I can’t change you. I can offer you the knowledge that when you change you won’t be alone, and that you will not be a bad or evil or hateful person. I can also say that the more of you who change, who are not afraid anymore, the easier and easier it will be for every one of us. Success brings success, strength brings more strength. But, I cannot change you or the world around you. Change yourself. You don’t have to change the world overnight, or challenge everyone you meet. The world will change, everyone you meet will change, if you begin to change how you let yourself exist in this world.
Realize that it is not wrong, or bad, or even mean to be angry about the way you and your children are being treated, about the way things are going for you, about the future that is galloping down around you. It would be insane for you to just accept it, take it, like it. Remember that. Please. Every time you pop an anti-depressant, ask yourself to admit what you are depressed about. You will probably find that you don’t need the mental sedation, you need self-honesty. Every time you hear that white people can’t be victims of hate crimes, that white privilege exists, that white flight causes inner city blight, that white people have no rhythm, that white people are oppressors, that white people are racist, that blondes are dumb, that blue-eyed devils exist, and that white people have no ethnicity like the African-Americans, Latino-Americans, Asian-Americans or Native-Americans do, think about this.

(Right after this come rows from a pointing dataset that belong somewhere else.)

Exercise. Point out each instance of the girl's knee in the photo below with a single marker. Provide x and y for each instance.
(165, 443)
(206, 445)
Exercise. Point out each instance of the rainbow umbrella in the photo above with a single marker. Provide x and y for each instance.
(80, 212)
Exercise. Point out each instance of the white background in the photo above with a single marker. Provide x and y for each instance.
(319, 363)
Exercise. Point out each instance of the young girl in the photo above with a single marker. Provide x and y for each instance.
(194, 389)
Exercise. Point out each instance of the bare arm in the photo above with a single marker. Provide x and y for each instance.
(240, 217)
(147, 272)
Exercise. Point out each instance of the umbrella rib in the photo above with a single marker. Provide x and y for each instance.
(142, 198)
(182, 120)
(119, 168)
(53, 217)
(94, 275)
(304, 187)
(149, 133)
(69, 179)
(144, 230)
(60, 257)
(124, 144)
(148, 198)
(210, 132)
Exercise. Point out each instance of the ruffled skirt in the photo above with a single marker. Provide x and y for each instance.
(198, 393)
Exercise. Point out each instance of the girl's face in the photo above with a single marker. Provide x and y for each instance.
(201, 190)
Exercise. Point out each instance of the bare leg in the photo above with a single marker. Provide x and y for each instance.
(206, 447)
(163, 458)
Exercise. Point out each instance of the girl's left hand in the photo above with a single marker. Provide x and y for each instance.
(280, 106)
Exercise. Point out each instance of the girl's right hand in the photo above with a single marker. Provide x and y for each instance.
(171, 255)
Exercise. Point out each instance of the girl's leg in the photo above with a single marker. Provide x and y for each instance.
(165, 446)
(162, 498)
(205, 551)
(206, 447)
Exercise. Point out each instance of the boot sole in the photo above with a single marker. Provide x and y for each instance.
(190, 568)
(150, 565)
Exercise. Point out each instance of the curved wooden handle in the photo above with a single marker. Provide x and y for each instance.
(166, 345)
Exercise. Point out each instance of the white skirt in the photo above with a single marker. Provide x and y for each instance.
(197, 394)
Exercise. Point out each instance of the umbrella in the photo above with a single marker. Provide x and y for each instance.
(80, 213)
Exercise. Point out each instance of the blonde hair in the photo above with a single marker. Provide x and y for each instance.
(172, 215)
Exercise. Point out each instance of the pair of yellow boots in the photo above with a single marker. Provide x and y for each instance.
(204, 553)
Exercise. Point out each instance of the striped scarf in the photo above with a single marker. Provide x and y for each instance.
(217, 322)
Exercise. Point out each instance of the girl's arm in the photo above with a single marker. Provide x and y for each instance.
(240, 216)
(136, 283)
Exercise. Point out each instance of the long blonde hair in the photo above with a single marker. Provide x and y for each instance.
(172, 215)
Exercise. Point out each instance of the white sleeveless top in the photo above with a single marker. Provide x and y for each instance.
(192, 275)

And, just for the record, yes. If you’ve read this far, and you don’t really think it is bad to be sick of being held negatively accountable for being a white person, yes, you have the right to be honest with yourself about the things you think, feel and know. The rest of the world sure as heck isn’t being honest with you, who else do you have but you? Oh, and us. You have us. We don’t hate you. We don’t want your race to be exterminated. We don’t think you are evil. We don’t think you are wrong. You are not wrong. Look around. Think. Dig deep. You are very, very right.
The decision to be comfortable with that is, as it always was, all yours.